SURABAYA (RadarJatim.id) – Jelang Pilwali Surabaya 9 Desember, Surabaya Survey Center (SSC) merilis hasil penelitian yang mereka lakukan. Riset ini menunjukkan sebaran peta politik dan kecenderungan responden warga Kota Pahlawan.
Hasil survei menunjukkan, tingkat kesadaran dan partisipasi warga Surabaya masih tergolong tinggi meskipun pemilu di tengah masa pandemi.
Ikhsan Rosidi, Kepala peneliti senior SSC, mengungkapkan jika sudah hampir seluruh responden survey mengaku sudah terdaftar sebagai pemilih di Pilwali Surabaya.
“93,1 persen memastikan sudah terdaftar, hanya 6,9 persen yang belum terdaftar,” paparnya, saat Rilis hasil Surveinya, di Mangkunegaran Room, Narita Hotel, Surabaya, Rabu (2/12/2020).
Meski demikian disayangkan, selama survey dilakukan, separuh lebih responden mengaku belum mendapatkan undangan untuk mencoblos.
“58,3 persen responden mengaku belum dapat undangan. Sedangkan, 41,7 persen memastikan sudah mengantongi undangan,” urai Ikhsan.
Temuan dari riset yang ada, menurut Ikhsan bisa disebut sebagai sinyal bahaya bagi penyelenggara Pemilu. “Kenapa? Karena jika tidak mendapatkan undangan, maka warga tidak dapat mencoblos dan bisa mengurangi jumlah partisipasi pemilih nantinya,” lanjut Didik.

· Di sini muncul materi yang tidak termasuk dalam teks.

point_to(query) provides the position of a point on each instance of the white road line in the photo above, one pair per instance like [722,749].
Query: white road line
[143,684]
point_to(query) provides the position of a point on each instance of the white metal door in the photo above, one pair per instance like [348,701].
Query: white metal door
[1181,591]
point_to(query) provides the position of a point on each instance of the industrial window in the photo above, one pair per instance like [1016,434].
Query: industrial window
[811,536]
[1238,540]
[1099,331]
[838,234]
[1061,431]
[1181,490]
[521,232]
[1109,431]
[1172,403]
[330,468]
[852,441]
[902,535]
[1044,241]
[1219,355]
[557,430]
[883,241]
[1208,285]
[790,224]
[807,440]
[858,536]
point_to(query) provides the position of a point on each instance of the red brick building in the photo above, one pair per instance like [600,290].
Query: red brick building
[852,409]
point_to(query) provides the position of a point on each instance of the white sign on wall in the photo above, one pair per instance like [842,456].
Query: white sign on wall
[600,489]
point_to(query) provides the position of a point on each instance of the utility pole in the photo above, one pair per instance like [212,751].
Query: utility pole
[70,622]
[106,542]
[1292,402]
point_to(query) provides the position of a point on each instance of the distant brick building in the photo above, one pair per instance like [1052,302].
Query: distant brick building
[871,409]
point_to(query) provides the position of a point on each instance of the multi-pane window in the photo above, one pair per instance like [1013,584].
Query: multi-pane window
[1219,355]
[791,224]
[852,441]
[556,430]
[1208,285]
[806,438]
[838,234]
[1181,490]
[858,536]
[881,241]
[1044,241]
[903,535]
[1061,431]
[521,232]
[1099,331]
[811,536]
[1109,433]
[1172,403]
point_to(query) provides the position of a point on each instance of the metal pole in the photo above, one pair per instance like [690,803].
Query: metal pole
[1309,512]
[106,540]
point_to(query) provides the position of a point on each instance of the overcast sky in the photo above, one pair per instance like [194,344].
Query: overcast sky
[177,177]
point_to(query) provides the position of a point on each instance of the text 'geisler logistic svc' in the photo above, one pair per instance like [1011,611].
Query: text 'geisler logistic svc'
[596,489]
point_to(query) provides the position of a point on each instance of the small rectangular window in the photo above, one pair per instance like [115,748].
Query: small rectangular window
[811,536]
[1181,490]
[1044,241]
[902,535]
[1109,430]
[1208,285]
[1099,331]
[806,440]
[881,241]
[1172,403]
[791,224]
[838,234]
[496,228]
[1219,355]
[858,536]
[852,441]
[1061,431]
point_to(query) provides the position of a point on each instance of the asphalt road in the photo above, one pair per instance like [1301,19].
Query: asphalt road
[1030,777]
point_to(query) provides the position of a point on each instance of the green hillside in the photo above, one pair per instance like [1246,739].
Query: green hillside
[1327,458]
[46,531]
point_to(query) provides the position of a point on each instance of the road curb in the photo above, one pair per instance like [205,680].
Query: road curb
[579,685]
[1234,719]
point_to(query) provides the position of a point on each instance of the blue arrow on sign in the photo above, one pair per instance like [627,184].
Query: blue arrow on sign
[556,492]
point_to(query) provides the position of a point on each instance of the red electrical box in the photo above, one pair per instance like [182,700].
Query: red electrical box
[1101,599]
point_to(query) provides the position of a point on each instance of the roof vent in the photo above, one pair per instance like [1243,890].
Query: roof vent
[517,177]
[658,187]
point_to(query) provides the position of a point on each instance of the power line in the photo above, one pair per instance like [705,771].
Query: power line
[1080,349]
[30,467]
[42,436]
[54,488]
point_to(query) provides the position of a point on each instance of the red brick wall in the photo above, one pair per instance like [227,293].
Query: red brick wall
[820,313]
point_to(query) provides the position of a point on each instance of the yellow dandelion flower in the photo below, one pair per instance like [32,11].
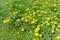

Pencoblosan Dijadwal, 54.2 Persen Warga Surabaya Memastikan Diri Datang ke TPS
Sementara itu, terkait rencana KPU bakal mengatur arus pemilih dalam proses Pilwali Surabaya rupanya cukup berpengaruh pada responden. Untuk menghindari adanya kerumunan, para pemilih akan dijadwal secara khusus dan dibagi berdasarkan waktu.
Berdasarkan hasil survey yang dirilis oleh Surabaya Survey Center (SSC), hampir sebagian besar lebih responden tahu jika akan ada penjadwalan dalam proses pencoblosan.
“58.5 persen responden mengaku tahu. 41.5 persen sisanya mengaku tidak tahu,” ujar peneliti senior SSC Ikhsan Rosidi.
Terkait hasil penelitian yang dilakukan, Ikhsan lebih lanjut memaparkan jika sebagian besar lebih responden memastikan tetap datang ke TPS meski ada penjadwalan.
“54.2 persen itu yang memastikan menggunakan hak pilihnya. 45.8 persen mengatakan tidak,” urai Ikhsan.
Temuan dari riset yang ada, menurut Ikhsan merupakan sinyal positif.
“Di satu sisi, penjadwalan yang dilakukan KPU dianggap masyarakat bukan hal yang merepotkan,” katanya.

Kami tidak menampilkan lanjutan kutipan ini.